Here is a summary of Goldstein's account.
By the early months of 1940, thousands of Jewish refugees fleeing the Nazis to the west and the Soviets to the east were accumulating in unoccupied Lithuania. In May, after the German occupation of the Netherlands, the Dutch government in exile in England, appointed L.P.J. de Decker as its representative to the Baltic states, based in Riga.
Early in June, de Decker dismisses the previous Dutch consul in Kovno, a Lithuanian he suspected of Nazi sympathies. He appoints Jan Zwartendijk, the local Philips representative, as honorary consul. On June 15, the Soviet Union annexes unoccupied Lithuania, including Kovno, where all foreign embassies and consulates are preparing to close.
Sometime before July 11, de Decker receives a letter from Pessla Lewin requesting authorization for her family to immigrate to the Dutch West Indies. She has already learned that no immigration visa is required but that to actually land there requires a permit from the local governor.
Wanting to be helpful, de Decker inscribed this French-language note in her passport: "For the admission of aliens to Surinam, Curaçao, and other Dutch possessions in the Americas, an entry visa is not required." Not a visa, but a half-true statement of fact. The part about the landing permit is not mentioned.
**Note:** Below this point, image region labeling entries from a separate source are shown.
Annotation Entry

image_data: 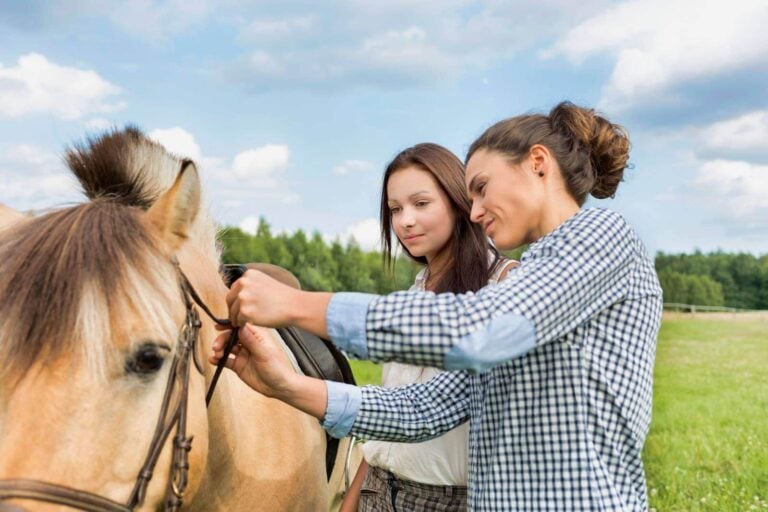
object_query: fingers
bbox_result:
[238,323,264,350]
[229,297,241,328]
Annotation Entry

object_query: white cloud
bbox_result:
[545,0,768,110]
[695,159,768,218]
[698,110,768,154]
[240,16,315,41]
[232,144,290,187]
[148,126,203,162]
[333,160,376,175]
[0,144,81,211]
[0,53,125,119]
[238,215,259,235]
[85,117,114,130]
[100,0,213,41]
[4,144,64,171]
[326,217,381,251]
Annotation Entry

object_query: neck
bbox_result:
[424,250,451,291]
[534,194,581,240]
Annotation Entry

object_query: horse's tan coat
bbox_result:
[0,142,338,512]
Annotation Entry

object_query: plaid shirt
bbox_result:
[324,209,662,512]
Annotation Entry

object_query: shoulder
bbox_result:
[488,257,520,284]
[529,208,637,257]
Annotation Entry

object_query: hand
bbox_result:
[208,324,299,398]
[227,270,301,327]
[217,269,331,339]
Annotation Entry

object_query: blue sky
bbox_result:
[0,0,768,254]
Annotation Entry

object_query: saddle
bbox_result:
[222,263,357,480]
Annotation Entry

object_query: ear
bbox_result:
[146,160,200,256]
[528,144,552,177]
[0,204,27,230]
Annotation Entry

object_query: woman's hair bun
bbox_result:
[549,101,630,199]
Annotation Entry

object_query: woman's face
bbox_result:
[387,167,456,262]
[466,149,543,250]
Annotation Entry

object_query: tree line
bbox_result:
[220,218,768,309]
[656,251,768,309]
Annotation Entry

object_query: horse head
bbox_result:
[0,128,226,510]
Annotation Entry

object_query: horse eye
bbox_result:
[125,343,169,375]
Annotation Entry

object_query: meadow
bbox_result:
[352,313,768,512]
Eleven days later, the son of Pessia Lewin approaches Zwartendijk in Kovno. He shows her de Decker's inscription in his mother's passport and asks for the same in his own. Zwartendijk copies the same note for Nathan Lewin.
Next, the Lewin family go to the Japanese consulate in Kovno, where they are issued transit visas to travel through Japan on the way to Curaçao. The Japanese official is Chiune Sugihara. With the Japanese visa, they get permission from Soviet authorities to travel across Russia and Siberia by train.
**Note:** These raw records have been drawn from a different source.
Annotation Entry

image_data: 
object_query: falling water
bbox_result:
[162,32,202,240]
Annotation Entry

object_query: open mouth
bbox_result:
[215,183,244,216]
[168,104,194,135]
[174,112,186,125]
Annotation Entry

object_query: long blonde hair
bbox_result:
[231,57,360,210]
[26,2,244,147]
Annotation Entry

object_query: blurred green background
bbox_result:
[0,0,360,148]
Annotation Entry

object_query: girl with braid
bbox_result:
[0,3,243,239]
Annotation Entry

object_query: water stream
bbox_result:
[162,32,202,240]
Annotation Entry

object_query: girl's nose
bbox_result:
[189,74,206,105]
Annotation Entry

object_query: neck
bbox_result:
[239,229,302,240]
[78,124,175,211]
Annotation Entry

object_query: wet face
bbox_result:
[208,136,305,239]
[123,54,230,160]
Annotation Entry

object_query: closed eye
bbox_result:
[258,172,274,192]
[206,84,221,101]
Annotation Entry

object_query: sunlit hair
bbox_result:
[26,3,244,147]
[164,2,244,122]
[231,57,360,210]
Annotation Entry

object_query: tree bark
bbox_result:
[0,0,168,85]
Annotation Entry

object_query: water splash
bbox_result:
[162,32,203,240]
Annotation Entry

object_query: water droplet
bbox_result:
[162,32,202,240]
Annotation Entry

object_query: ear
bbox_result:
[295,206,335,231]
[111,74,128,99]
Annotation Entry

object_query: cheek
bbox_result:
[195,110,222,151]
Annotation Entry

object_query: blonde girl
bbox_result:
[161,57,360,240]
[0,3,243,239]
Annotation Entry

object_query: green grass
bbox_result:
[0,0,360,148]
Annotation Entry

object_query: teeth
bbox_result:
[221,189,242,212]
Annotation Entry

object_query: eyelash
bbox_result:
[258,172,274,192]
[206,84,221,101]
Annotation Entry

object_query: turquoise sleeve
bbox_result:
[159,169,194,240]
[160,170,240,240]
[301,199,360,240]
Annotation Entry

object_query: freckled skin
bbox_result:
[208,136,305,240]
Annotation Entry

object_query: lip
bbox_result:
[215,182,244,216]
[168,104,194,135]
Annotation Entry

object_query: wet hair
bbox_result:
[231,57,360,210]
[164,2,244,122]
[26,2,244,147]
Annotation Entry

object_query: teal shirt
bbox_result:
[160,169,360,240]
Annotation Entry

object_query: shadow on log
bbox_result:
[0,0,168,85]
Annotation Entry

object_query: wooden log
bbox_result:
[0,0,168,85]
So far, this is the Lewin family only. But shortly after, Zwartendijk is approached again, this time by a true Dutch citizen, Nathan Gutwirth, who inquires whether a group of his friends, non citizens, could accompany him to Curaçao. Zwartendijk replies that he can write that same helpful notation.
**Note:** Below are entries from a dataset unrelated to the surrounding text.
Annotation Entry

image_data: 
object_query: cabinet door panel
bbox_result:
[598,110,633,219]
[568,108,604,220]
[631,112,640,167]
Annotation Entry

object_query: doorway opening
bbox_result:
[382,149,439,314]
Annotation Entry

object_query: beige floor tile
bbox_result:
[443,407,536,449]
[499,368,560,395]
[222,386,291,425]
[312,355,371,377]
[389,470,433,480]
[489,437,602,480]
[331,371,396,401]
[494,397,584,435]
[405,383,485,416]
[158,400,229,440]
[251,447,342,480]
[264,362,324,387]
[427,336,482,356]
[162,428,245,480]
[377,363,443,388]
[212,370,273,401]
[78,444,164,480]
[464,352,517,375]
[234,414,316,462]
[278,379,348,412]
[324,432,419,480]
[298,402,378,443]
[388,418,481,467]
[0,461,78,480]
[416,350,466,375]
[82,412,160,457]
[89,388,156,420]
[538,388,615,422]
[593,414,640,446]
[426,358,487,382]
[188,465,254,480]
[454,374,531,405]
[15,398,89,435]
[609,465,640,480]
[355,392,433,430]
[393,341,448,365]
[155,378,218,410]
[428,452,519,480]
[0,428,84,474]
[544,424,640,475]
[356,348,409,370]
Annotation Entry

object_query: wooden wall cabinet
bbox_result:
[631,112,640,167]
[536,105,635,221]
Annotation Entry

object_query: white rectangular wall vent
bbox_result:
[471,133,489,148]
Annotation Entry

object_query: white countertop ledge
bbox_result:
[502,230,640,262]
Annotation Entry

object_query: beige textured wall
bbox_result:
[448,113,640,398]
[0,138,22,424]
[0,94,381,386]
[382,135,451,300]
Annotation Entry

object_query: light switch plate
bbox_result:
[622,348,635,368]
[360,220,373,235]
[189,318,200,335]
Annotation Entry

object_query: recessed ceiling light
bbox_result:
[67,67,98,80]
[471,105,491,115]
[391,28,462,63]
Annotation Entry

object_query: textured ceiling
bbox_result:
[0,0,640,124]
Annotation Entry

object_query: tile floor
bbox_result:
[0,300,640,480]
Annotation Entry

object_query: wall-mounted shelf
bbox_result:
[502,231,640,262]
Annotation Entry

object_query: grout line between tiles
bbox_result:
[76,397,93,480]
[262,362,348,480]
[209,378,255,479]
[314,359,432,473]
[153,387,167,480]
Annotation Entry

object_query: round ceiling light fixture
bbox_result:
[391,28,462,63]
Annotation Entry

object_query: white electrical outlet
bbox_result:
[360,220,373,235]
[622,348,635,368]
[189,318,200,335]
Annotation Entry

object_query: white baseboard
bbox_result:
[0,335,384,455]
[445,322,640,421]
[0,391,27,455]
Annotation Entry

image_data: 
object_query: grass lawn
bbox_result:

Next Gutwirth tells his friend Zorach Warhaftig, later an Israeli cabinet minister. Warhaftig confirms that Zwartendijk will now issue these "Curaçao visas" to anyone who asked, and that Sugihara would honor them for Japanese transit.
Beginning on July 24 and until August 3, when the Soviets closed his office, Zwartendijk issues a total of 2345 Curaçao visas. Of those, about 2200 individuals reached Japan, half of whom were able to move on to Western destinations and the other half spent the war interned in Shanghai. None went to Curaçao.
Decades later, Warhaftig met the new Dutch ambassador to Israel and discovered that he had been the governor of Curaçao and Suriname during the war. Warhaftig asked him what he would have done if a ship had arrived in Willemstad with hundreds of Jewish refugees aboard.
Without hesitation he replied that he would have forced the ship back out to sea, as the Americans had done in the case of the St. Louis. I'll pause there and come back with the aftermath of the Zwartendijk story, and then what it means for our Toulouse hypothesis.